# Meal Timing/Periodization



## HeiseTX (Nov 1, 2016)

Looking to get some info on meal timing and any nutrition experts here agree on training days, rest days, light days, PR heavy days etc.. if it helps 



Kyle


----------



## Eatsleeplift (Nov 1, 2016)

As far as timing goes.... alot of guys use flexible dieting where as long as you hit the daily macros it doesn't matter when you eat the stuff. Someone correct me if I'm wrong though please. 
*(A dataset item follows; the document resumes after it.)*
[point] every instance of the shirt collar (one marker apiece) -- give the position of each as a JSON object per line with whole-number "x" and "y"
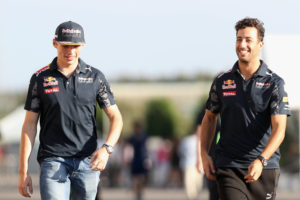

The only meals I'd specifically be concerned about timing is your pre and post workout meals. 

Your training really is based on how you as a person feel and react. I'd recommend one or two rest days though. 

Hope this helped a little bit.


----------



## PillarofBalance (Nov 1, 2016)

HeiseTX said:


> Looking to get some info on meal timing and any nutrition experts here agree on training days, rest days, light days, PR heavy days etc.. if it helps
> 
> 
> 
> Kyle



We would need to know what you are working towards to answer this question. It's also quite broad in its scope. Maybe narrow it down and be more specific


----------



## ECKSRATED (Nov 1, 2016)

Eat when you're hungry. Lift whenever u can. PR on the platform!!!!!


----------



## CardinalJacked (Nov 1, 2016)

The only "timing" I'm familiar with is when you should eat carbs around your workouts, or intermittent fasting where you eat all your meals within a certain amount of time. (e.g. 8 hours)


----------



## snake (Nov 1, 2016)

I'm all for some planning but you're about to take the fun out of life.


----------



## TrickWilliams (Nov 1, 2016)

snake said:


> I'm all for some planning but you're about to take the fun out of life.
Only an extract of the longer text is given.